2) My tank is a 55 gallon. I have allot of rocks, caves, and plants. How many should i stock? I already have 1 yellow lab, 2 other unidentified cichlids, 2 clown loaches and an upsidedown catfish. What else could i or should i put with these? I am looking to go as colorful as possible.


----------



## fishfreaks (Jan 19, 2005)

i know it is hard to sex the yellow labs. i would try to find out what your unidentified cichlids are before you add any other fish species


----------



## Orbital (Jun 11, 2005)

young and subdominant yellow labs are impossible to sex by eye with out venting them. Venting is difficult unless you have a trained eye. :roll:


----------



## blakeoe (Apr 27, 2005)

o i almost forgot the rainbow fish. Here's some pics of the 2 cichlids:
The first one is Blue with darker blue stripes and has orange trim on his tail and two orange spots on the fin under his belly.
The other is kinda purple and yellow it has a silverish base with purple spots or blotches and yelloy fins ohh and green lips.
(bad pics sorry camera phone)


----------



## blakeoe (Apr 27, 2005)

so should i just get any three? Im not trying to breed them or anything i just want them happy.


----------



## Orbital (Jun 11, 2005)

Top one is probably a Metriaclima Zebra type, can't ID location. The bottom one is a Nimbochromis Venustus which can reach sizes of 10" as adults. Venustus also hunt smaller cichlids, but at its current size that shouldn't be a problem with similar sized fish.


----------



## Orbital (Jun 11, 2005)

blakeoe said:


> so should i just get any three? Im not trying to breed them or anything i just want them happy.

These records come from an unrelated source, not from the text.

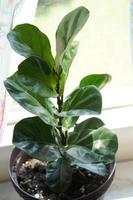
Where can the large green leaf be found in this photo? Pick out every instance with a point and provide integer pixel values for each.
(37, 77)
(86, 159)
(99, 168)
(99, 80)
(70, 25)
(28, 40)
(86, 100)
(81, 134)
(59, 175)
(104, 142)
(66, 62)
(35, 104)
(34, 137)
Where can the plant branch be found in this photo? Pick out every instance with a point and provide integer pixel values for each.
(60, 103)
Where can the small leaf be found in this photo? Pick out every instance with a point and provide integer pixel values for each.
(59, 175)
(35, 104)
(27, 40)
(81, 134)
(83, 155)
(70, 25)
(82, 101)
(104, 142)
(37, 77)
(84, 158)
(69, 122)
(34, 137)
(99, 80)
(66, 62)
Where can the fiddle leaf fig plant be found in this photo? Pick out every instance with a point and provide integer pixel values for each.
(54, 134)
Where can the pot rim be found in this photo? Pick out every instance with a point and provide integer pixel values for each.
(14, 180)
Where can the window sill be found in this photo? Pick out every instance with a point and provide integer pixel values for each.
(121, 188)
(119, 120)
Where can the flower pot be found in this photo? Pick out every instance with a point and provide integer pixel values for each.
(18, 158)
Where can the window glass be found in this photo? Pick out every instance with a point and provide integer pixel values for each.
(104, 41)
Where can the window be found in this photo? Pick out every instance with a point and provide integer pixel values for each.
(105, 47)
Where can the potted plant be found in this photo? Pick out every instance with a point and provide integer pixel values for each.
(57, 157)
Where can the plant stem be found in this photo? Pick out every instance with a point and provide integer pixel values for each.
(60, 102)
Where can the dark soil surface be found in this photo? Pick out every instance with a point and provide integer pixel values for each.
(32, 179)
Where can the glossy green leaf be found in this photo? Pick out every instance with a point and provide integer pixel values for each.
(104, 142)
(81, 134)
(99, 168)
(86, 100)
(99, 80)
(70, 25)
(34, 137)
(83, 155)
(35, 104)
(66, 62)
(59, 175)
(37, 77)
(28, 40)
(84, 158)
(68, 122)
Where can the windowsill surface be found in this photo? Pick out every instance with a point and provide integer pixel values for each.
(121, 188)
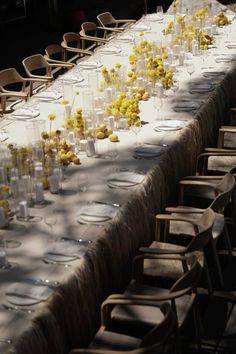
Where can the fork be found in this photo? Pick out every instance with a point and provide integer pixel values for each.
(46, 261)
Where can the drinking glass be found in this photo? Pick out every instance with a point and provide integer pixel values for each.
(136, 128)
(190, 68)
(50, 219)
(82, 182)
(159, 11)
(157, 103)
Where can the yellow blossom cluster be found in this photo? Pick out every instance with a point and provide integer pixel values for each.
(111, 77)
(124, 107)
(221, 19)
(200, 13)
(155, 71)
(76, 122)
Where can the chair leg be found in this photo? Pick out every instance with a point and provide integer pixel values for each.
(217, 263)
(227, 240)
(197, 323)
(208, 278)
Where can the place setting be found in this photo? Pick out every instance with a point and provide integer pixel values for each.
(96, 213)
(27, 294)
(148, 151)
(169, 125)
(25, 113)
(184, 105)
(65, 251)
(125, 179)
(201, 87)
(47, 96)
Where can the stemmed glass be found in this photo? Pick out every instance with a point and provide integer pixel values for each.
(82, 182)
(157, 103)
(190, 67)
(159, 11)
(136, 128)
(50, 219)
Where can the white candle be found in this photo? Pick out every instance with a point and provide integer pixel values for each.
(181, 58)
(14, 182)
(111, 122)
(122, 123)
(159, 90)
(39, 194)
(140, 82)
(3, 220)
(71, 137)
(90, 148)
(38, 172)
(68, 110)
(23, 209)
(3, 259)
(83, 144)
(54, 184)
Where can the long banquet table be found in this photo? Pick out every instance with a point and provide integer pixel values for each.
(70, 317)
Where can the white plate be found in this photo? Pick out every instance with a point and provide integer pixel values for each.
(65, 251)
(125, 179)
(95, 213)
(89, 64)
(47, 96)
(170, 125)
(201, 87)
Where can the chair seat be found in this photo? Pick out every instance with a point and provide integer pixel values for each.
(147, 317)
(115, 341)
(199, 195)
(181, 227)
(167, 270)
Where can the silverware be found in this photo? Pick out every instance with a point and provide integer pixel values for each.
(15, 308)
(46, 261)
(44, 282)
(6, 340)
(80, 241)
(107, 203)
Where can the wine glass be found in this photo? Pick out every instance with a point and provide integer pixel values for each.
(157, 103)
(136, 128)
(50, 219)
(82, 182)
(190, 67)
(159, 11)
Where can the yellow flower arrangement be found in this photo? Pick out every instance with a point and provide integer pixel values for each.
(124, 107)
(221, 20)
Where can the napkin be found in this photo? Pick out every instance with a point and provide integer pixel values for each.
(170, 125)
(29, 291)
(90, 64)
(68, 249)
(125, 179)
(212, 72)
(110, 50)
(225, 58)
(96, 213)
(48, 95)
(200, 87)
(72, 78)
(25, 113)
(148, 151)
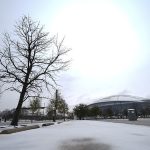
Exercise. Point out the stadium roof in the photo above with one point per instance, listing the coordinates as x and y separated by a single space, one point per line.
121 98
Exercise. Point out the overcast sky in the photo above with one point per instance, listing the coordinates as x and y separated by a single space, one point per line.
109 41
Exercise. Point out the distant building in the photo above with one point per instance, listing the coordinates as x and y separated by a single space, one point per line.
119 104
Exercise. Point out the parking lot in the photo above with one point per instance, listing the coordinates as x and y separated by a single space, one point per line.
140 121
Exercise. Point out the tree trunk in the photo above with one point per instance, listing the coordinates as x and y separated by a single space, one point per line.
18 109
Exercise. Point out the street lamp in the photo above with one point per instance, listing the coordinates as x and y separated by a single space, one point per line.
54 119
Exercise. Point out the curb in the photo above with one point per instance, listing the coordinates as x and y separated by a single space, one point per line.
9 131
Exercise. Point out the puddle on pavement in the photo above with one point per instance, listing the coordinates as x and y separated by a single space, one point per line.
84 144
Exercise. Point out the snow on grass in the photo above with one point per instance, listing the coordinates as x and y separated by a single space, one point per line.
79 135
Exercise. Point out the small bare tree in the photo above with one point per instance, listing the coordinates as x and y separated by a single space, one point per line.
30 60
35 105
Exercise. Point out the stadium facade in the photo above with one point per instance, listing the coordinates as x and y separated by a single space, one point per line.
119 104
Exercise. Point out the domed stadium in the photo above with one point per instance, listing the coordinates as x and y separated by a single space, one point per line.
119 104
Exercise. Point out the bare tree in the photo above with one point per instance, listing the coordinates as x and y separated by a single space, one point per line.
30 61
35 105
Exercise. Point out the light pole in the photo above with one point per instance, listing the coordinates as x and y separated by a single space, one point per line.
54 119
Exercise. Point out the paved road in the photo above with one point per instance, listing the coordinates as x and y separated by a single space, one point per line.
145 121
80 135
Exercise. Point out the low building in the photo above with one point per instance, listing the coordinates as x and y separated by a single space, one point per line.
119 104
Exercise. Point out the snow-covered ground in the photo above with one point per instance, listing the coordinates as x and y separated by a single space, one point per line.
80 135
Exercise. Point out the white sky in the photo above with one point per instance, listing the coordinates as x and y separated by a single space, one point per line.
109 41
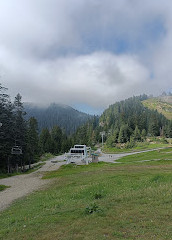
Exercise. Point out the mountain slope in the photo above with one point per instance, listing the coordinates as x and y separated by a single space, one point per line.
161 104
64 116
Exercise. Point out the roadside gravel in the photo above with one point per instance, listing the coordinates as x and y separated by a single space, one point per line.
21 185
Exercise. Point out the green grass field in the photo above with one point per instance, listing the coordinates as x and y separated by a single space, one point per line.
140 147
3 187
128 200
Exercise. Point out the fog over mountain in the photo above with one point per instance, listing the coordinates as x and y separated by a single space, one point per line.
87 52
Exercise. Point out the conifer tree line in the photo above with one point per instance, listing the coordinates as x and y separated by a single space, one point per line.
16 131
125 122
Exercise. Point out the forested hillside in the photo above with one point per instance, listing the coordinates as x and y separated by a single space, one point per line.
125 122
64 116
161 104
20 141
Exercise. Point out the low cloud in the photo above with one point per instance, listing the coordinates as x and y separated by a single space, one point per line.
85 51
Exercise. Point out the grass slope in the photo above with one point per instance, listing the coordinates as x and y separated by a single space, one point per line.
3 187
160 105
135 202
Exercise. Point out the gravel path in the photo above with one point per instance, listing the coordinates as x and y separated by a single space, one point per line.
21 185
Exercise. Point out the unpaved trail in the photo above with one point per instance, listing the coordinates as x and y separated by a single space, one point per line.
21 185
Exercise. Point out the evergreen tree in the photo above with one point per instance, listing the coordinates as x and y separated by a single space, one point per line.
32 140
45 141
137 135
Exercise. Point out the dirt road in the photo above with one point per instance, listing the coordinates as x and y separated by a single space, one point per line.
21 185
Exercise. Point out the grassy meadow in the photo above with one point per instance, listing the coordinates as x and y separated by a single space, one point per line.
131 199
3 187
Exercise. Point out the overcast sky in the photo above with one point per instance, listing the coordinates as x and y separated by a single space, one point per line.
87 53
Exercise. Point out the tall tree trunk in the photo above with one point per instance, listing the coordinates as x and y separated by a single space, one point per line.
8 165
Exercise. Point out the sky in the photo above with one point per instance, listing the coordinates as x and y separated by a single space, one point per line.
85 53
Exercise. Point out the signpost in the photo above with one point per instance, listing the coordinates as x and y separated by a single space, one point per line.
102 134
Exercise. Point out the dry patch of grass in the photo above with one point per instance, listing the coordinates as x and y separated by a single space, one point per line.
135 203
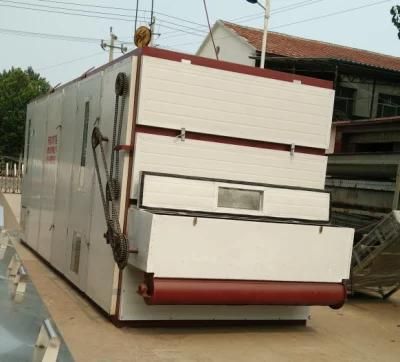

What do you have for filteration and how often do you do water changes?


----------



## blakeoe (Apr 27, 2005)

i have a penguin 350 with 2 bio wheels and added some "filter flooss" type stuff And a whisper 30-60. water changes about every 2 weeks.


----------



## Orbital (Jun 11, 2005)

I'd say you could have 10-12 mbuna in there, but that Venustus could outgrow the setup eventually. I would try to stick with mbuna. Also may need to add some more rock cover as you add more fish.


----------